Geschenke erhalten bekanntlich die Freundschaft – und stärken die Kundenbeziehung. Damit aus der schönen Überraschung keine böse wird, übernimmt üblicherweise der Schenkende die Versteuerung der Präsente – in der Regel in Form der Pauschalbesteuerung.
Ob der Unternehmer auch kleinere Geschenke bis zu einem Wert von 40 € (inklusive Umsatzsteuer) versteuern muss, war bisher umstritten. Die Oberfinanzdirektion Frankfurt hat nun mit einer Rundverfügung für Klarheit gesorgt. Ab sofort soll eine für Arbeitnehmer geltende Begünstigung auch für Zuwendungen an Dritte gelten – also zum Beispiel an Kunden. Hiernach müssen Aufmerksamkeiten, deren Wert inklusive Umsatzsteuer unter 40 € liegt, nicht mehr mit in die Bemessungsgrundlage der Pauschalsteuer einbezogen werden.
Damit entfällt künftig die Pauschalsteuer bei Kleinstgeschenken, wie einem Blumenstrauß zum Geburtstag eines Kunden. Diese Handhabung schafft Rechtssicherheit für die Fälle, in denen das Wahlrecht zur Pauschalsteuer nicht ausgeübt wurde. Die Finanzverwaltung dürfte bei Betriebsprüfungen künftig jedenfalls keine Kontrollmitteilungen mehr veranlassen.

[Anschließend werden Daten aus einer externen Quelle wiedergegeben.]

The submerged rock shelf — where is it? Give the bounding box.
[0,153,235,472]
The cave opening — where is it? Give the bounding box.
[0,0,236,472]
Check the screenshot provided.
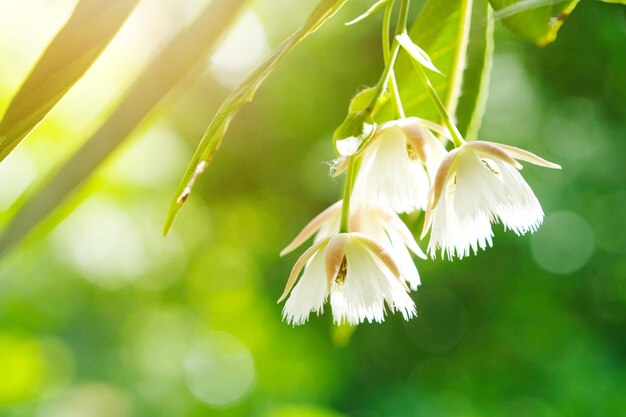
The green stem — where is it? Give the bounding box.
[339,155,356,233]
[382,0,406,119]
[413,61,465,148]
[365,0,410,114]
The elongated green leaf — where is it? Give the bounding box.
[455,0,494,140]
[0,0,247,254]
[0,0,139,161]
[489,0,579,46]
[164,0,347,233]
[392,0,493,140]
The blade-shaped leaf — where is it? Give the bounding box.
[455,0,494,140]
[164,0,347,233]
[0,0,247,254]
[0,0,139,161]
[489,0,579,46]
[392,0,493,139]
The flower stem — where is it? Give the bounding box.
[365,0,410,114]
[413,61,465,148]
[339,155,356,233]
[382,0,406,119]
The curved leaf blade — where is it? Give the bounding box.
[0,0,139,161]
[489,0,579,46]
[0,0,247,255]
[455,1,494,140]
[396,0,472,127]
[163,0,347,234]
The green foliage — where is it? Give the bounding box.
[164,0,347,233]
[0,0,246,254]
[0,0,626,417]
[489,0,579,46]
[346,0,391,26]
[455,1,494,140]
[333,111,376,156]
[0,0,139,162]
[396,0,493,135]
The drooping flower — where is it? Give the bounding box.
[422,141,561,259]
[279,232,416,325]
[280,201,426,290]
[353,117,446,213]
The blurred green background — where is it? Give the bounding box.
[0,0,626,417]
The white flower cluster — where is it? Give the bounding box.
[279,118,560,325]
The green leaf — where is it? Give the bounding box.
[346,0,391,26]
[348,87,391,114]
[0,0,247,254]
[0,0,139,161]
[455,1,494,140]
[163,0,347,234]
[489,0,579,46]
[333,111,376,156]
[392,0,493,135]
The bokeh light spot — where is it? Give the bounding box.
[406,287,468,352]
[184,332,255,407]
[531,211,594,274]
[209,10,269,88]
[590,190,626,253]
[0,334,44,404]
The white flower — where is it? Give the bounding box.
[353,117,446,213]
[422,141,561,259]
[279,232,416,325]
[280,201,426,290]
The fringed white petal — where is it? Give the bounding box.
[330,239,415,325]
[283,251,328,326]
[280,201,342,256]
[428,142,543,258]
[495,161,543,235]
[428,180,493,260]
[353,127,430,213]
[353,208,425,290]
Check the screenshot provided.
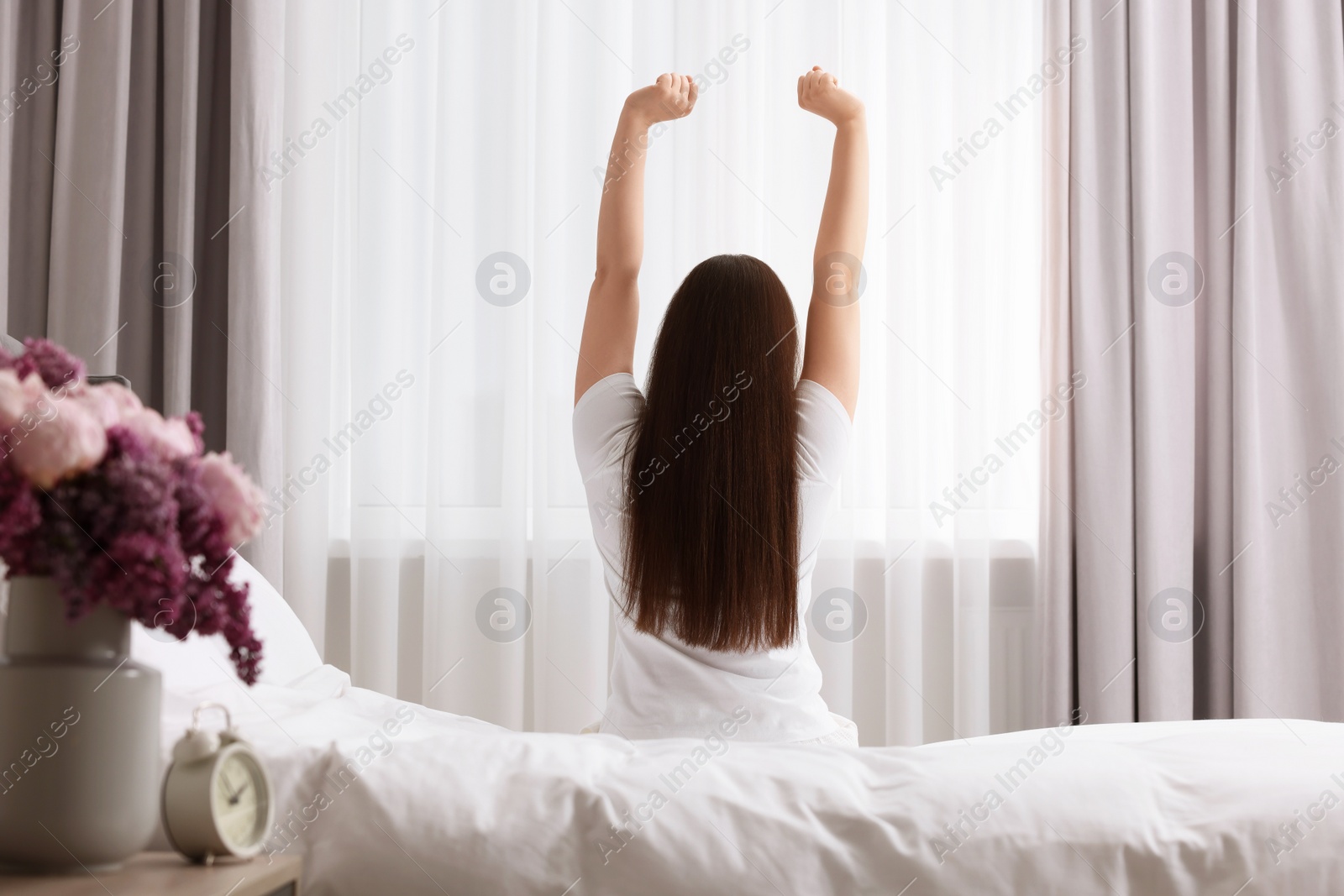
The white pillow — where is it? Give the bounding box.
[130,556,323,693]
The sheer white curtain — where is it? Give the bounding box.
[272,0,1057,744]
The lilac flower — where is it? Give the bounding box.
[0,340,262,684]
[13,336,85,390]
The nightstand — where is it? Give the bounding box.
[0,853,304,896]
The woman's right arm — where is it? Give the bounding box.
[798,67,869,419]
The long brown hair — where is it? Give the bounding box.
[625,255,798,652]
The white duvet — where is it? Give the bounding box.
[133,562,1344,896]
[152,666,1344,896]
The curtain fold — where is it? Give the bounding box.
[276,0,1048,744]
[1042,0,1344,721]
[0,0,235,448]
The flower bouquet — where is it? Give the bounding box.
[0,338,264,684]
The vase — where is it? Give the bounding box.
[0,576,161,872]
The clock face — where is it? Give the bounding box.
[210,751,269,851]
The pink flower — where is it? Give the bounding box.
[70,383,144,430]
[9,384,108,489]
[0,369,50,429]
[200,451,266,545]
[121,407,197,461]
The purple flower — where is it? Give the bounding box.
[13,336,85,390]
[0,340,262,684]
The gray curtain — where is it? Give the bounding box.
[0,0,284,583]
[1042,0,1344,724]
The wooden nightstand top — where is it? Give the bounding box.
[0,853,304,896]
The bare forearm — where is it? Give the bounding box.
[798,67,869,419]
[574,74,697,403]
[813,113,869,262]
[596,106,649,280]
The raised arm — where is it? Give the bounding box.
[574,74,699,405]
[798,67,869,419]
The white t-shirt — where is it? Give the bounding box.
[574,374,851,741]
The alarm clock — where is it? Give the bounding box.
[163,703,276,865]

Hinweis: Nach Angabe des Deutschen Steuerberaterverbands sind diese Erleichterungen bundesweit abgestimmt. Auch ist eine Änderung des entsprechenden Anwendungsschreibens zur Pauschalbesteuerung vorgesehen. Mit einer Veröffentlichung sei vorerst jedoch nicht zu rechnen.
Die Finanzverwaltung gewährt nun doch eine Übergangsfrist für die authentifizierte Übermittlung der Umsatzsteuer-Voranmeldungen, Lohnsteueranmeldungen und Dauerfristverlängerungen. Hierauf wird im Elster-Portal der Finanzverwaltung hingewiesen.
Hintergrund: Umsatzsteuer-Voranmeldungen, Lohnsteuer-Anmeldungen, Anträge auf Dauerfristverlängerungen, die Anmeldung von Sondervorauszahlungen sowie die Zusammenfassende Meldung müssen grundsätzlich elektronisch an das Finanzamt übermittelt werden. Ab dem 1. 1. 2013 muss dies grundsätzlich in authentifizierter Form erfolgen. Hierfür wird ein elektronisches Zertifikat benötigt, das im Rahmen der Registrierung im Elster-Online-Portal vergeben wird. Hintergrund ist eine Änderung der Steuerdaten-Übermittlungsverordnung zum 1. 1. 2013.
Die Finanzverwaltung hat nun klargestellt, dass für eine Übergangszeit bis zum 31. 8. 2013 Abgaben auch ohne Authentifizierung weiterhin akzeptiert werden.
Bei einer Betriebsgründung ist für die Bildung eines Investitionsabzugsbetrags zwar keine verbindliche Bestellung bis zum 31. 12. erforderlich. Jedoch genügt es nicht, wenn der Unternehmer bis zum Jahresende lediglich unverbindlich Angebote eingeholt hat, die Investition tatsächlich aber erst rund zwei Jahre später durchführt.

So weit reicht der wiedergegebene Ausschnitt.